Order, Order

Someone once said to me on discovering my interest in gardening, that they didn't think that I would have been "that much of a control freak". Now no one, of course, likes to think of themselves as any kind of control freak, but I can kind of see where he was going. A certain amount of interfering with and organizing of, Mother Nature's bounty is what it's all about. Leaving it entirely to nature only really works if you live in the Amazon Basin; if I left my greenhouse to nature for a couple of weeks it would in fact resemble the Amazon Basin, and I wouldn't be able to get in the door. Indeed I often can't. So there has to be a certain amount of "ordering nature" going on in all gardening to make it work. Or as a cleaning lady I once had, used to put it "Making order out of chaos dear", (what could she have meant?).

Certainly serried ranks of tulips have faded from fashion in suburban gardens, and with council bedding schemes becoming as rare as hens teeth, cheaper and more natural looking prairie style planting is springing up on roundabouts the length of the country. There's been quite a fashion for gardening "au naturel" in recent years, and I don't just mean that naturist couple who garden in Malmesbury in the altogether. Of course, gardeners have always looked to acheive a "natural" appearance in their schemes - hiding supports under the flowers and foliage and so on. But we all know really that it's complete nonsense, and that looking natural has nothing at all to do with how the garden would look if you really did leave it to nature. But wildflower meadows, ornamental grasses, natural ponds are the effects for which we all must now strive if we are to keep pace with modern horticultural trends.

I I have to confess I can't seem to get to grips with ornamental grasses very much really, I think they know I don't like them much, and so they don't do well for me, - you can only grow what you like the look of, as indeed you can only successfully cook what you enjoy eating, but I have made a small experiment with a wildflower patch, and it has been sufficiently successful to encourage me to expand the idea for next year.

I used a packet of wildflower seed, although most of what came up was the pretty yellow Corn Marigold, which used to be a ubiquitous weed of cornfields before industrial farming did for it (and many other once common but now rare and endangered wild flowers).
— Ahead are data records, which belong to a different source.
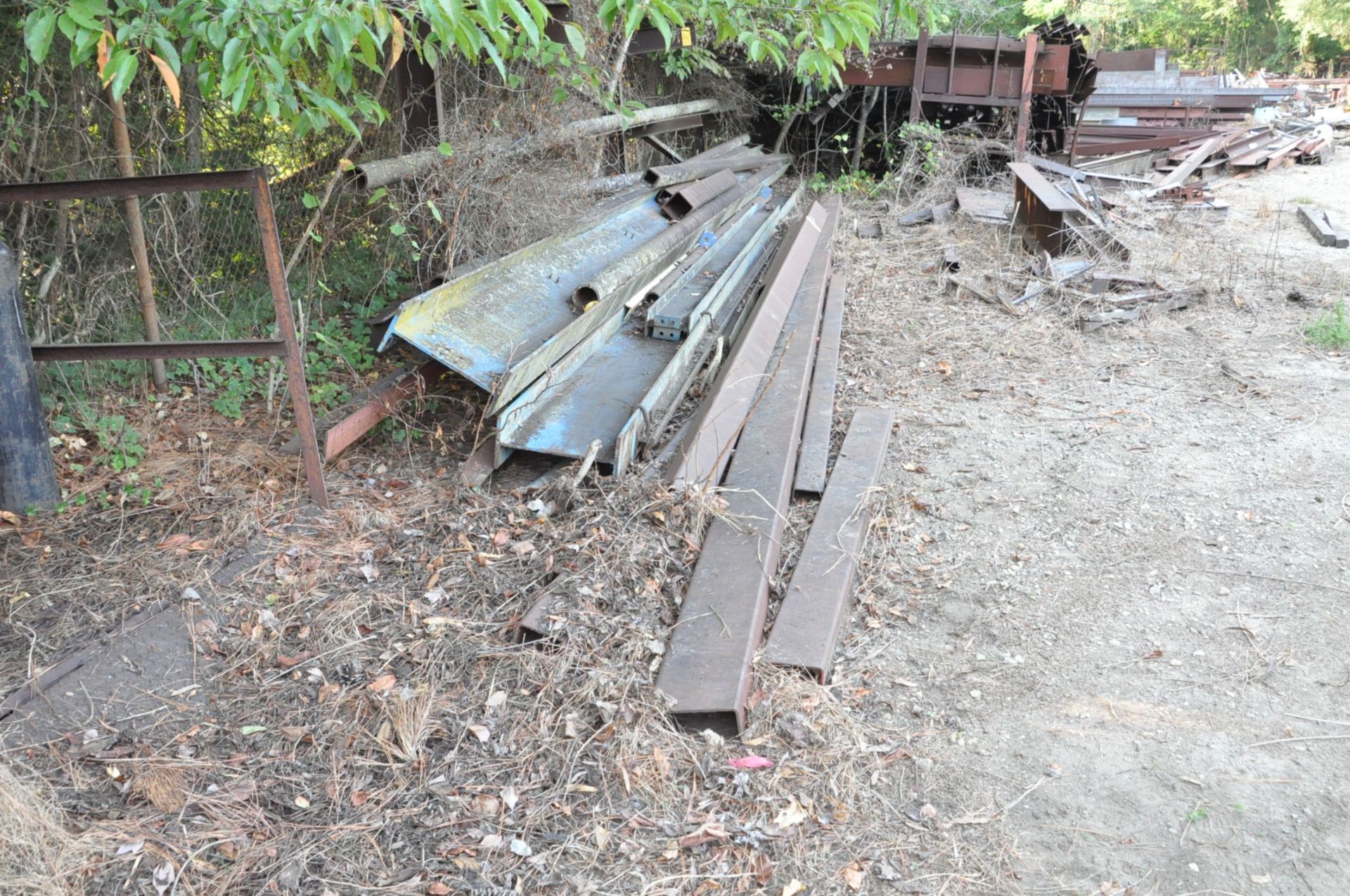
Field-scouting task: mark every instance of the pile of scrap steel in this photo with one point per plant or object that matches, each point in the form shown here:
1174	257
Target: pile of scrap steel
974	79
588	344
1071	219
763	434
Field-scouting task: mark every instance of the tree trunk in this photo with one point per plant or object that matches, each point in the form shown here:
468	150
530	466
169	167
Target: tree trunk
609	95
27	478
136	227
868	101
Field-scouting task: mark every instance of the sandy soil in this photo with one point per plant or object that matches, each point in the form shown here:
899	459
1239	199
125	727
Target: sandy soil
1122	604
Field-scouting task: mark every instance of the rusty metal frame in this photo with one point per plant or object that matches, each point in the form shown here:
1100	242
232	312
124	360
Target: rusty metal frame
288	344
707	446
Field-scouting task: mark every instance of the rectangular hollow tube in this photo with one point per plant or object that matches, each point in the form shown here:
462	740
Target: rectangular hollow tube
708	663
817	599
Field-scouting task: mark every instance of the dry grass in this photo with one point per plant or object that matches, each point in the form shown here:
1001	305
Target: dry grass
416	745
38	855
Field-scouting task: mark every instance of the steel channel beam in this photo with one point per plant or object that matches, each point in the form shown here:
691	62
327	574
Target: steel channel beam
697	195
149	351
1113	148
124	186
382	401
817	599
708	663
613	289
1040	207
707	321
705	451
266	216
820	408
695	169
658	297
667	306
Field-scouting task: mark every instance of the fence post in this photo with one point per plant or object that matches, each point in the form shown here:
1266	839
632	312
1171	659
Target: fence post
27	478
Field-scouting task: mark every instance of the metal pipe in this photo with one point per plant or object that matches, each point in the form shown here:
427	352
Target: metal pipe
686	228
667	174
27	476
622	181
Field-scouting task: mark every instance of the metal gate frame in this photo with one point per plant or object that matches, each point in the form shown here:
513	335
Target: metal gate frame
288	344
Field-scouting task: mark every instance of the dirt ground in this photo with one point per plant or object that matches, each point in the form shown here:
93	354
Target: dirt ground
1100	605
1126	589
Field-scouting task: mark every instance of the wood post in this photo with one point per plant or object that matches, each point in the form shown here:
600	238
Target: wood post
136	228
27	478
1024	110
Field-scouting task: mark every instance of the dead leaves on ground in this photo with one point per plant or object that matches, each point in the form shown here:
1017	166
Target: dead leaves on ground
183	543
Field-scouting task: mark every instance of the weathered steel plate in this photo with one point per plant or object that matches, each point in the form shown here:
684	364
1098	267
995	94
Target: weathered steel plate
705	451
817	598
478	323
596	397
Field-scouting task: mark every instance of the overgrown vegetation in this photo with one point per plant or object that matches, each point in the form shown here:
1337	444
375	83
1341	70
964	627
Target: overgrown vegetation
1332	330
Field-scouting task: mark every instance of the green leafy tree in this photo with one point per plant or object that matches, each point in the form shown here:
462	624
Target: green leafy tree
302	63
1325	18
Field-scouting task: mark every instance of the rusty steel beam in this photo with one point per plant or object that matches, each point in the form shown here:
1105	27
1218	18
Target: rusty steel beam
820	409
676	204
682	123
124	186
817	597
694	169
708	663
705	450
345	425
382	401
1041	207
917	74
148	351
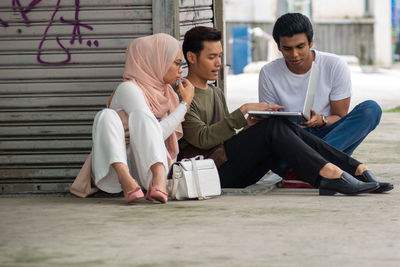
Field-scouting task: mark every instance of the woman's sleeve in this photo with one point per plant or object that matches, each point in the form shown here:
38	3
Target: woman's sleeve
129	97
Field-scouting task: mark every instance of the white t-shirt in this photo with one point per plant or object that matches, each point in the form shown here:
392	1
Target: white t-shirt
278	85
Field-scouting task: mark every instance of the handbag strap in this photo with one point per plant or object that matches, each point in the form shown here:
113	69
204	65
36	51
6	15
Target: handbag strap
195	172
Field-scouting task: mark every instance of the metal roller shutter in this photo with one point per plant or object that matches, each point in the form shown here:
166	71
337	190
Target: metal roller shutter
59	61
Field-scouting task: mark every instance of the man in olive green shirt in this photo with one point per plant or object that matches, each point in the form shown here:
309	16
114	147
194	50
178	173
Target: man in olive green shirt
253	151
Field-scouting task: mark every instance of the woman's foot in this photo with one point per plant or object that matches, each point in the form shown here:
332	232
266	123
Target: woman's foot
368	176
133	195
131	188
345	184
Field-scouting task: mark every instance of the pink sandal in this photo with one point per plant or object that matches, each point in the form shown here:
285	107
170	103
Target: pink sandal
155	194
134	195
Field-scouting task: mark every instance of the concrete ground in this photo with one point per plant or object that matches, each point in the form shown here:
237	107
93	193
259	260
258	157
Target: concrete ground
254	227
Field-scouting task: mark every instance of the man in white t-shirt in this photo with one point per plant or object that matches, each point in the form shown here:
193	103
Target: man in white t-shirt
284	82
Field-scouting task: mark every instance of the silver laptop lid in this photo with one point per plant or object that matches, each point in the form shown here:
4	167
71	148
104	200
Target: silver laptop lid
311	89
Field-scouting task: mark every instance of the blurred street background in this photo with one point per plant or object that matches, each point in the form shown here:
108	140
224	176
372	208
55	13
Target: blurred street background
366	34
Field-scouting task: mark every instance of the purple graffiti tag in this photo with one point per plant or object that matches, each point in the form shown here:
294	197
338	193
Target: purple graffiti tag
23	11
3	23
77	25
39	54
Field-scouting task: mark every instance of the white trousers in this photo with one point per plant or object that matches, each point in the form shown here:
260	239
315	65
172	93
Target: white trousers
145	149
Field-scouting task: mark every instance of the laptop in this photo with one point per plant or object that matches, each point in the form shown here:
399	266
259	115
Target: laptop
305	115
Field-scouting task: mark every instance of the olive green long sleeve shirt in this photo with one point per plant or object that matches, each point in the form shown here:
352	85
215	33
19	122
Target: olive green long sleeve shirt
198	129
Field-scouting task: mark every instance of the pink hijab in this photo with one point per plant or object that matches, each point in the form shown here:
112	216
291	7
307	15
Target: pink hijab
147	61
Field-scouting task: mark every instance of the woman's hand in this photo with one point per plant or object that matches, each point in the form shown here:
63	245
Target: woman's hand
259	106
186	90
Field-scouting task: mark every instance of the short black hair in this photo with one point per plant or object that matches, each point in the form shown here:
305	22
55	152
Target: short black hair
194	38
290	24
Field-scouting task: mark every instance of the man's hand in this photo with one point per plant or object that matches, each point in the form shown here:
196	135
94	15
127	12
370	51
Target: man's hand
315	121
260	106
186	90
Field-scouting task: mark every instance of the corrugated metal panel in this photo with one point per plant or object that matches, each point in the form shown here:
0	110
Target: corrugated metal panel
59	61
194	13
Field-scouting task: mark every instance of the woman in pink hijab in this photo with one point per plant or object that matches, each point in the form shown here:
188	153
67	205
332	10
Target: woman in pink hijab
135	140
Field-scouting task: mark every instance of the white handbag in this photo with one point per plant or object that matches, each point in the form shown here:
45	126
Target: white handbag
195	178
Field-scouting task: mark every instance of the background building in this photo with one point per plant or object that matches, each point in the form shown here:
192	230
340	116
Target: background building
362	29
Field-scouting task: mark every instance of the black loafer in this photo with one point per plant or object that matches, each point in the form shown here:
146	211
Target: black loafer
368	176
346	184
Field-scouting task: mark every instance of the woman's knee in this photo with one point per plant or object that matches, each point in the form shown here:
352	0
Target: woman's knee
106	113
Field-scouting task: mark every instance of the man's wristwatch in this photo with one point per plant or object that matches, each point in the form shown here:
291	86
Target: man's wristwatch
324	121
186	105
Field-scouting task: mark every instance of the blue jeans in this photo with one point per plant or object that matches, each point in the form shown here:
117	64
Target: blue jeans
348	132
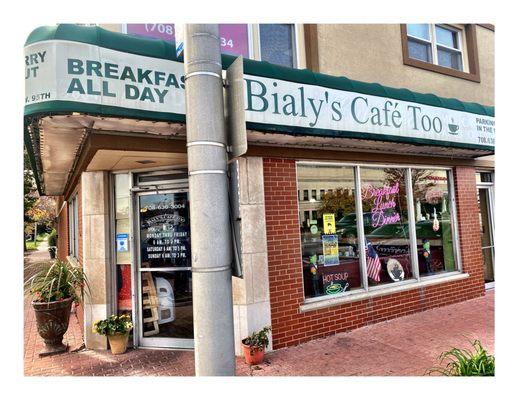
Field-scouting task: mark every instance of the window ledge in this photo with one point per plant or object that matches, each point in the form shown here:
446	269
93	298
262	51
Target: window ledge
357	296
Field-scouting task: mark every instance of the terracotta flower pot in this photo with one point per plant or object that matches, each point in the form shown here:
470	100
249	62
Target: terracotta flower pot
118	342
253	357
52	322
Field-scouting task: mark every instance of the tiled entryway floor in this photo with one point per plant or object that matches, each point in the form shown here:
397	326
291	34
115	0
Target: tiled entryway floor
404	346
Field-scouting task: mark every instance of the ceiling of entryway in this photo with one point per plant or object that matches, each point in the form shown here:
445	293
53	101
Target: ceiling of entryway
116	160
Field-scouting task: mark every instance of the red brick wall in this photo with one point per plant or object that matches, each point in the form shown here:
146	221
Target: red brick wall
290	326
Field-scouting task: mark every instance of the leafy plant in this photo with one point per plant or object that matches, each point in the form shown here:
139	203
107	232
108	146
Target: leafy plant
466	362
57	281
52	238
112	325
258	340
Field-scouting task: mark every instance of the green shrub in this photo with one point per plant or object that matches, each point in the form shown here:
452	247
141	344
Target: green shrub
112	325
466	362
52	238
57	281
258	340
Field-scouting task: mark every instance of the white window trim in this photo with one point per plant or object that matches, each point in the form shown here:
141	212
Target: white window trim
298	44
254	43
461	38
367	291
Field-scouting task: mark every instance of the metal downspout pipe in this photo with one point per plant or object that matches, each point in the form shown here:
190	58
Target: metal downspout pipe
211	250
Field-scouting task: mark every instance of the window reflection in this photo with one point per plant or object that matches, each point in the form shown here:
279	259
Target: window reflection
433	223
385	224
330	252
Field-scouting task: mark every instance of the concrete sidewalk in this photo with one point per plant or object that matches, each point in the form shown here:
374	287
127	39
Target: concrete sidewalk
405	346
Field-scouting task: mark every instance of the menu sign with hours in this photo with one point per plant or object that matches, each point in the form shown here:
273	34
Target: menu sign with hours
164	230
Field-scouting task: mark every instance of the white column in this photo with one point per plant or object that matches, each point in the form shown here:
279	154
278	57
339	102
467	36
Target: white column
96	253
251	295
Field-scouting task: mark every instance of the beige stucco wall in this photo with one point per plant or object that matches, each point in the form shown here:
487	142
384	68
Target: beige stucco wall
373	53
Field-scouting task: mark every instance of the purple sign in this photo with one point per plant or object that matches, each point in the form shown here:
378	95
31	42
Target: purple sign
156	31
234	39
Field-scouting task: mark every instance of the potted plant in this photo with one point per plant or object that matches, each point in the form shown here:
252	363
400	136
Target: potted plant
54	288
52	241
117	328
254	345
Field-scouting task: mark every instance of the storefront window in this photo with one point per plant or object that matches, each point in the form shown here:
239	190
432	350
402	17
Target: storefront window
330	252
433	224
385	225
395	248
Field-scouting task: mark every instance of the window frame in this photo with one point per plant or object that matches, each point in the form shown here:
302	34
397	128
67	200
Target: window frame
254	43
416	279
295	37
468	51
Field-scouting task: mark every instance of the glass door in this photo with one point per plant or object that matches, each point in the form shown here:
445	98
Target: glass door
485	203
164	276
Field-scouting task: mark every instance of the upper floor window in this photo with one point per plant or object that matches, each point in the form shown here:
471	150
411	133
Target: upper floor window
447	49
435	44
277	44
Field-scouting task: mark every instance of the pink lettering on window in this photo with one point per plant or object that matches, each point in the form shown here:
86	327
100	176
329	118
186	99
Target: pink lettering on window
383	198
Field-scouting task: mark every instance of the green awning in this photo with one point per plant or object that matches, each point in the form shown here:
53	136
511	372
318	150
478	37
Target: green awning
161	49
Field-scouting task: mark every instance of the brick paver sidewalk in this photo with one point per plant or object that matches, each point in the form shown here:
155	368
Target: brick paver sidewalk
404	346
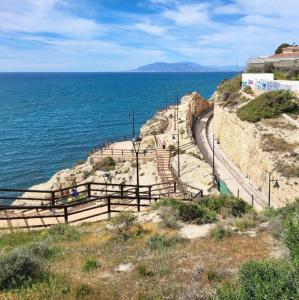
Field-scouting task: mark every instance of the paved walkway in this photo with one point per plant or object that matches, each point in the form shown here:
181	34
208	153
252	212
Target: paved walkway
230	174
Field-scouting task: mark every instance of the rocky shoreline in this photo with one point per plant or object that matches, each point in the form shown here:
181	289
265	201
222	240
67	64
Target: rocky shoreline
116	163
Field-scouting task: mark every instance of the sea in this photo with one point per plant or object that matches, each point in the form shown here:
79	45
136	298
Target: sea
49	121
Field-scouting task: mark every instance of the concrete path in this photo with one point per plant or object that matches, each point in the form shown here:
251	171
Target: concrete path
235	180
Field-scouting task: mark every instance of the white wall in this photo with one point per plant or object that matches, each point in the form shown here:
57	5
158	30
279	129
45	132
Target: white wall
266	82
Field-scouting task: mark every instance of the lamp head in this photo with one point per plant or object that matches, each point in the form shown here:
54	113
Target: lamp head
136	140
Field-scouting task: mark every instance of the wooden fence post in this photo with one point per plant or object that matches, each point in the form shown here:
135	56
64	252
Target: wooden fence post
122	190
88	190
53	201
65	215
109	207
150	193
138	199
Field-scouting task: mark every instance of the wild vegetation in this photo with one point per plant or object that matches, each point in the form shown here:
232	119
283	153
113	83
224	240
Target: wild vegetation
100	260
271	279
268	105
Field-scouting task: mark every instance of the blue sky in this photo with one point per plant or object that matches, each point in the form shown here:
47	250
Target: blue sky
119	35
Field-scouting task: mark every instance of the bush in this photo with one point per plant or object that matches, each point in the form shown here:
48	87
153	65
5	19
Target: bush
268	105
123	224
219	232
269	67
268	280
160	242
234	206
189	212
143	271
292	237
248	90
169	217
63	232
293	72
83	290
244	224
19	267
90	264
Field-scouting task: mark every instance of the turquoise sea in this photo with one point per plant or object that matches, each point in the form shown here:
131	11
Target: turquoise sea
48	121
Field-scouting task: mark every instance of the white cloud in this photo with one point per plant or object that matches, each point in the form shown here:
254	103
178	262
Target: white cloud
150	28
189	14
42	16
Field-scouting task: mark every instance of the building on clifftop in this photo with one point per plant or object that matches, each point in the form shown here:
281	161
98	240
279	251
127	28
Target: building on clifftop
288	58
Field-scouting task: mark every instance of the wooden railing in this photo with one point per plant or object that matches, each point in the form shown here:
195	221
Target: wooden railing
93	200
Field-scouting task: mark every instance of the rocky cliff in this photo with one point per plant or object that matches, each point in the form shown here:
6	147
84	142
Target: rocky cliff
270	145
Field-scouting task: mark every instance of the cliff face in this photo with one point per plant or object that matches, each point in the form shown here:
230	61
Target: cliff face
259	148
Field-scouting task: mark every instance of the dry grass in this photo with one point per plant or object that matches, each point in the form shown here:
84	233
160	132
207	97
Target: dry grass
167	273
272	143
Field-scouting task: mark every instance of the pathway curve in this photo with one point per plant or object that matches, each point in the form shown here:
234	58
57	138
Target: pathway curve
230	174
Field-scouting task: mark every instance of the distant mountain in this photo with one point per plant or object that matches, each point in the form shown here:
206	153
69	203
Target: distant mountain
184	67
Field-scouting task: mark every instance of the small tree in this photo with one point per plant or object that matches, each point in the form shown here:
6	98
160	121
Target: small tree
279	49
268	68
123	224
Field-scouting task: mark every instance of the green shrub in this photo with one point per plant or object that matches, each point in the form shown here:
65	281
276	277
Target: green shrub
219	232
293	72
244	224
90	265
63	232
288	170
169	217
227	292
19	267
160	242
122	225
196	214
214	275
18	238
189	212
268	280
83	290
143	271
268	105
234	206
292	237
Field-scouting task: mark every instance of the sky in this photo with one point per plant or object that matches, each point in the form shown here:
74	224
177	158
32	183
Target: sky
120	35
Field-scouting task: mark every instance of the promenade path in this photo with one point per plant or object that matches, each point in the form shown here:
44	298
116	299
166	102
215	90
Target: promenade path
238	184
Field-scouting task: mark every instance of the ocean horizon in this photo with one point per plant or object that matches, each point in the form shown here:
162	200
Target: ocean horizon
50	120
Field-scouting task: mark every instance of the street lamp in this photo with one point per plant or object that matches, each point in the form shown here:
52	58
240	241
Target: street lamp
177	105
132	116
178	147
218	142
136	141
106	177
276	185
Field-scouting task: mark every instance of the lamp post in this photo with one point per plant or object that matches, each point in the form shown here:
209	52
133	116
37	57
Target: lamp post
106	177
166	101
136	145
177	105
132	116
178	147
276	185
218	142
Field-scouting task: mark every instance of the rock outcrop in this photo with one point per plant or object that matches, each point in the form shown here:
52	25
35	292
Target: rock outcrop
259	148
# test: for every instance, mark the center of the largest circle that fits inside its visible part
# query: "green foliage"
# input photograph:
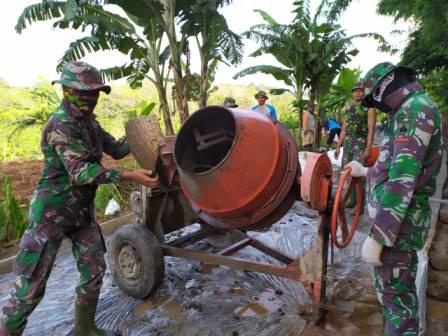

Anyway it has spread its grey-green foliage and bright yellow flowers around enthusiastically, almost as though it can't quite believe no one has come along in a tractor and sprayed it from a great height with Glyphosate, and in company with some red field poppies, the odd bright blue cornflower and a bit of white chamomile has made a tiny "natural" patchwork of the kind you would never ordinarily plant in your border, but which has a charm all of its own. It's also good for the bees, which is always a consideration in my garden. So I've been collecting the seed from the very many seedheads, and am hoping to expand the planting area next summer into a Monet-esque cornfield ( what do you mean ambitious..?) but without the corn of course. Come to think of it, the corn might actually come in handy for the chickens...Hmm.. Anyway it's a sloping area under trees which currently supports a good display of daffodils in the spring, but not much else, so I'm hoping this plan will fit in with the early bulbs and provide a continuity of flowers through the summer and autumn.